Agent skill

fastq-analysis-pipeline

Guide through omicverse's alignment module for SRA downloading, FASTQ quality control, STAR alignment, gene quantification, and single-cell kallisto/bustools pipelines covering both bulk and single-cell RNA-seq workflows.

Stars 2,009
Forks 275

Install this agent skill to your Project

npx add-skill https://github.com/FreedomIntelligence/OpenClaw-Medical-Skills/tree/main/skills/fastq-analysis

SKILL.md

Overview

OmicVerse provides a complete FASTQ-to-count-matrix pipeline via the ov.alignment module. This skill covers:

  • SRA data acquisition: prefetch and fqdump (fasterq-dump wrapper)
  • Quality control: fastp for adapter trimming and QC reports
  • RNA-seq alignment: STAR aligner with auto-index building
  • Gene quantification: featureCount (subread featureCounts wrapper)
  • Single-cell path: ref and count via kb-python (kallisto/bustools)
  • Parallel SRA download: parallel_fastq_dump

All functions share a common CLI infrastructure (_cli_utils.py) that handles tool resolution, auto-installation via conda/mamba, parallel execution, and streaming output.

Instructions

  1. Environment setup

    • Bioinformatics tools are resolved automatically from PATH or the active conda environment.
    • If auto_install=True (default), missing tools are installed via mamba/conda on demand.
    • Supported tools: prefetch, vdb-validate, fasterq-dump, fastp, STAR, samtools, featureCounts, pigz, gzip.
    • For the single-cell path, ensure kb-python is installed: pip install kb-python.
  2. SRA data download (ov.alignment.prefetch + ov.alignment.fqdump)
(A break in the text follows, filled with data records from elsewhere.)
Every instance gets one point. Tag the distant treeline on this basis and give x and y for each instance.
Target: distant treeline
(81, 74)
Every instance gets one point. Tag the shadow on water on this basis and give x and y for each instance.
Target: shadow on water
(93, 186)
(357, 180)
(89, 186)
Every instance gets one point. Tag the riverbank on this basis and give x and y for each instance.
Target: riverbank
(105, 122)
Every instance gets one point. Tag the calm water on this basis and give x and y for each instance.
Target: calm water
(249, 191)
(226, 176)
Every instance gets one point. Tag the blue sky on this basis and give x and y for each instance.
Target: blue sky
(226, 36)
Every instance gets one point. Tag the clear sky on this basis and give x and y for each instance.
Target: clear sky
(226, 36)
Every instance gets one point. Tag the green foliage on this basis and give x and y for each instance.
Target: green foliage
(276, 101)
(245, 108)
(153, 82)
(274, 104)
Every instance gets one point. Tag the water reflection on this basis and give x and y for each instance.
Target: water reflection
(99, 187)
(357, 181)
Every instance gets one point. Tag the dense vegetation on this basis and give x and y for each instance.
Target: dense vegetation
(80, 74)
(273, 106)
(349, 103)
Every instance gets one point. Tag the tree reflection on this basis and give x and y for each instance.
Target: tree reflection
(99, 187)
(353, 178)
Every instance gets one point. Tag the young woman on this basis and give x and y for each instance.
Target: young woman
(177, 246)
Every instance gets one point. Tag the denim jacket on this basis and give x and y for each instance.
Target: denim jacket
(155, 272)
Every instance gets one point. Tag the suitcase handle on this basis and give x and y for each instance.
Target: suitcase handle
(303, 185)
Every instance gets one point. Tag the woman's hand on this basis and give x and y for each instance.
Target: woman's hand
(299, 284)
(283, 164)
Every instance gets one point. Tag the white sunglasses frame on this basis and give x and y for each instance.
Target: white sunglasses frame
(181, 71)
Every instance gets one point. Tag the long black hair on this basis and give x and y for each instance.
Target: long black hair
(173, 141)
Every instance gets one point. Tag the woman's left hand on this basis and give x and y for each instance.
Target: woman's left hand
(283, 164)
    • Use prefetch first for reliable downloads with integrity validation (vdb-validate).
    • Then convert to FASTQ with fqdump. It auto-detects single-end vs paired-end.
    • fqdump can also work directly from SRR accessions without prefetch.
    • Both support retry with exponential backoff for network errors.
    python
    import omicverse as ov
    
    # Step 1: Prefetch SRA files (optional but recommended)
    pre = ov.alignment.prefetch(['SRR1234567', 'SRR1234568'], output_dir='prefetch', jobs=4)
    
    # Step 2: Convert to FASTQ
    fq = ov.alignment.fqdump(['SRR1234567', 'SRR1234568'],
                              output_dir='fastq', sra_dir='prefetch',
                              gzip=True, threads=8, jobs=4)
    
  3. FASTQ quality control (ov.alignment.fastp)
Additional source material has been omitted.